Reputation: 1804
I am somewhat new to Python and programming in general so I apologize. By the way, thanks in advance.
I am parsing an xml document (kml specifically which is used in Google Earth) using Python 2.5, cElementTree and expat. I am trying to pull out all the text from the 'name', 'description' and 'coordinates' nodes inside each 'placemark' node for each geometry type (i.e. polylines, polygon, point), but I want to keep the geometry types separate. For example, I want only the 'name','description', and 'coordinates' text for every placemark that is part of a 'polygon' (i.e. it has a 'polygon' node). I will need to do this for 'polylines' and 'points' also. I have figured out a way to do this, but the code is long a verbose and specific to each geometry type, which leads me to my question.
Ideally, I would like to use the same code for each geometry type, but the problem is that each geometry type has a different node structure (i.e. different node names and number of nested nodes). So for proof of concept I thought this would be a good opportunity to use/learn recursion to drill down the node tree of 'placemark' node and get the information I was looking for. I have looked at the many posts on Python recursion and am still having problems with implementing the solutions provided.
The sample xml for a 'placemark' node is:
<Placemark>
<name>testPolygon</name>
<description>polygon text</description>
<styleUrl>#msn_ylw-pushpin</styleUrl>
<Polygon>
<tessellate>1</tessellate>
<outerBoundaryIs>
<LinearRing>
<coordinates>
-81.4065,31.5072,0 -81.41269,31.45992,0 -81.34490,31.459696,0
</coordinates>
</LinearRing>
</outerBoundaryIs>
</Polygon>
</Placemark>
The recursion function I am using is:
def getCoords( child, searchNode ):
# Get children of node
children = child.getchildren()
# If node has one or more child
if len( children ) >= 1 :
# Loop through all the children
for child in children:
# call to recursion function
getCoords( child, searchNode )
# If does not have children and is the 'searchNode'
elif len( children ) == 0 and child.tag == searchNode:
# Return the text inside the node.
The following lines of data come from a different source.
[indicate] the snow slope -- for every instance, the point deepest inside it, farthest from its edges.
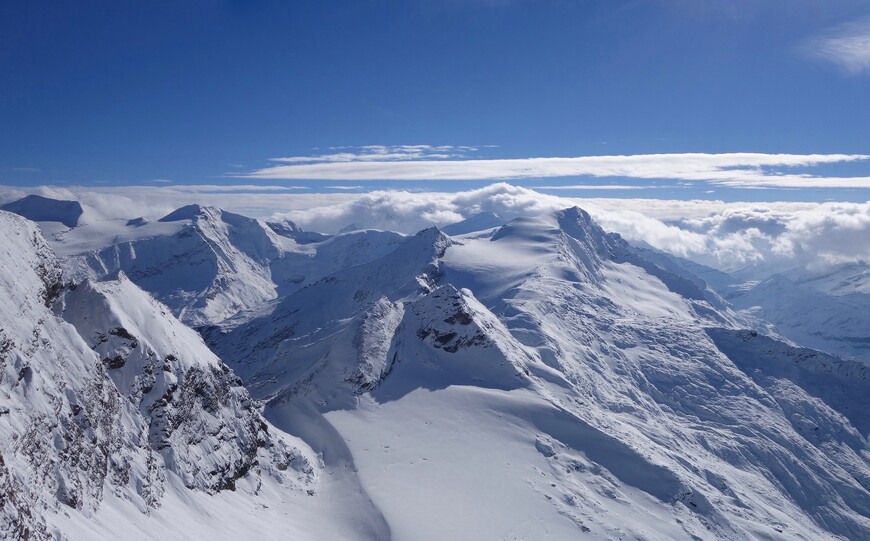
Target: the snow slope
(117, 421)
(546, 381)
(38, 208)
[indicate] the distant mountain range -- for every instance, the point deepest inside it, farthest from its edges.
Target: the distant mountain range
(535, 379)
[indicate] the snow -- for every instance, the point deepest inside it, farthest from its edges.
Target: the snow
(546, 334)
(38, 209)
(539, 379)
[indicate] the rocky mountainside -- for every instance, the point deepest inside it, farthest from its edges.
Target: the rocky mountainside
(105, 396)
(535, 379)
(546, 380)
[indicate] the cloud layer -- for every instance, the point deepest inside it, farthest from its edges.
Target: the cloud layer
(729, 169)
(847, 46)
(729, 236)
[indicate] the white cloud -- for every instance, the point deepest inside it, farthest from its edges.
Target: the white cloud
(725, 235)
(728, 169)
(847, 46)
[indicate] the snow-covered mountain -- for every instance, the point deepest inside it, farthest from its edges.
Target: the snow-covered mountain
(547, 381)
(117, 421)
(204, 263)
(536, 379)
(827, 310)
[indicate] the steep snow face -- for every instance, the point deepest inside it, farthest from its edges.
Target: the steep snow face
(203, 263)
(115, 401)
(479, 222)
(547, 381)
(206, 264)
(828, 312)
(38, 209)
(306, 261)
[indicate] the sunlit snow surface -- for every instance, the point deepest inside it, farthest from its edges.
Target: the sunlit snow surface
(537, 380)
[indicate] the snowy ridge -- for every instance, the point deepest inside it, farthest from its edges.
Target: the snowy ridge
(808, 313)
(540, 379)
(116, 405)
(38, 209)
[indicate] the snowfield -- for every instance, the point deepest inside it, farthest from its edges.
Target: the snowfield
(535, 379)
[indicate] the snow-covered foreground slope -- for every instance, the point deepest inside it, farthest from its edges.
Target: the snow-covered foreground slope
(545, 381)
(116, 421)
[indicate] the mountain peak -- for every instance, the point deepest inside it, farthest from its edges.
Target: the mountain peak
(44, 209)
(189, 212)
(477, 222)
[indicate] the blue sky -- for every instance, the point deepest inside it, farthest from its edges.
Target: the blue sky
(129, 93)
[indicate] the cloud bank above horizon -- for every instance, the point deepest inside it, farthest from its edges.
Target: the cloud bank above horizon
(727, 236)
(445, 163)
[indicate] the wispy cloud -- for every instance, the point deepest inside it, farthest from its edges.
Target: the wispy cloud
(729, 169)
(846, 45)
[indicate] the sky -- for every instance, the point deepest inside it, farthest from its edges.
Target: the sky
(722, 100)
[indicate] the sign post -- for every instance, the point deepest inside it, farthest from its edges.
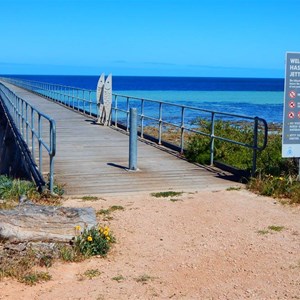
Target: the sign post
(291, 112)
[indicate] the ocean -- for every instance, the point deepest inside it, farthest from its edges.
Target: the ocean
(261, 97)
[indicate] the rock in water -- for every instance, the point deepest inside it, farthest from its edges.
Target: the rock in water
(38, 223)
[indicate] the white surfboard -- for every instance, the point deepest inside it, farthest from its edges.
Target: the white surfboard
(107, 100)
(99, 95)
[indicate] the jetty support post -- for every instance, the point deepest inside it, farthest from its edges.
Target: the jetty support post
(133, 139)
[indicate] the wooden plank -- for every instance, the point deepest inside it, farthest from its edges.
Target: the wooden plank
(91, 159)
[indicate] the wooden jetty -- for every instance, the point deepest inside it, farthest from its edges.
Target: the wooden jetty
(93, 159)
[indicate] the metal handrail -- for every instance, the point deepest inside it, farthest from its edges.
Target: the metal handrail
(29, 122)
(184, 118)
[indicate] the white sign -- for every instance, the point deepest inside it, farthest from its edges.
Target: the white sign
(291, 112)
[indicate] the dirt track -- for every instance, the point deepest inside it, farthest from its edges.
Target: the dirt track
(206, 245)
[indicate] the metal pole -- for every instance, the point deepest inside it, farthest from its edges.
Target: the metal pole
(255, 141)
(133, 140)
(212, 139)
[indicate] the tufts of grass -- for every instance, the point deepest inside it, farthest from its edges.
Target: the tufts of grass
(166, 194)
(107, 212)
(262, 232)
(35, 277)
(276, 228)
(144, 278)
(118, 278)
(12, 189)
(234, 188)
(89, 198)
(272, 228)
(91, 273)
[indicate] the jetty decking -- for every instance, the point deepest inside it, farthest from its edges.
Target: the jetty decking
(92, 159)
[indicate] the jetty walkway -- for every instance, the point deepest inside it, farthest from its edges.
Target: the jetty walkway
(93, 159)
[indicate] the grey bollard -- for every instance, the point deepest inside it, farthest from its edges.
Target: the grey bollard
(133, 139)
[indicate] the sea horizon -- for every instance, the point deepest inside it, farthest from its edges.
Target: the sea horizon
(261, 97)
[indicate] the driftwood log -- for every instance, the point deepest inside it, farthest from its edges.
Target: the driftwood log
(36, 223)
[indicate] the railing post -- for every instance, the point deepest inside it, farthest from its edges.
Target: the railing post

This is where it is not working
# Other posts recommended returning the function like
# return getCoords(child, searchNode), but I am getting an unending loop
return child.text
# Do nothing if node doesn't have children and does not match 'searchNode'
else:
print 'node does not have children and is not what we are looking for'
I am calling the recursion function like:
searchNode = 'coordinates'
# loop through all 'Placemark nodes' in document
for mark in placemark:
# Get children of 'Placemark' node
children = mark.getchildren()
# Loop through children nodes
for child in children:
# if a 'Polygon' node is found
if child.tag == 'Polygon':
# call recursion function
getCoords( child, searchNode)
I realize, at least, part of my problem is the return value. Other posts recommended returning the function, which I interpreted to be 'return getCoords(child, searchNode), but I am getting an unending loop. Also, I realize this could be posted on the GIS site, but I think this is more of a general programming question. Any ideas?
Upvotes: 1
Views: 4793
Reputation: 10129
With recursion you want to pay attention to your base cases, and your recursive cases. Whatever your base cases happen to be, if you expect to be able to collect information from your recursion, they have to return data that your recursive cases can (and more importantly do) use. Similarly you need to make sure the data your recursive cases return can be used by each other.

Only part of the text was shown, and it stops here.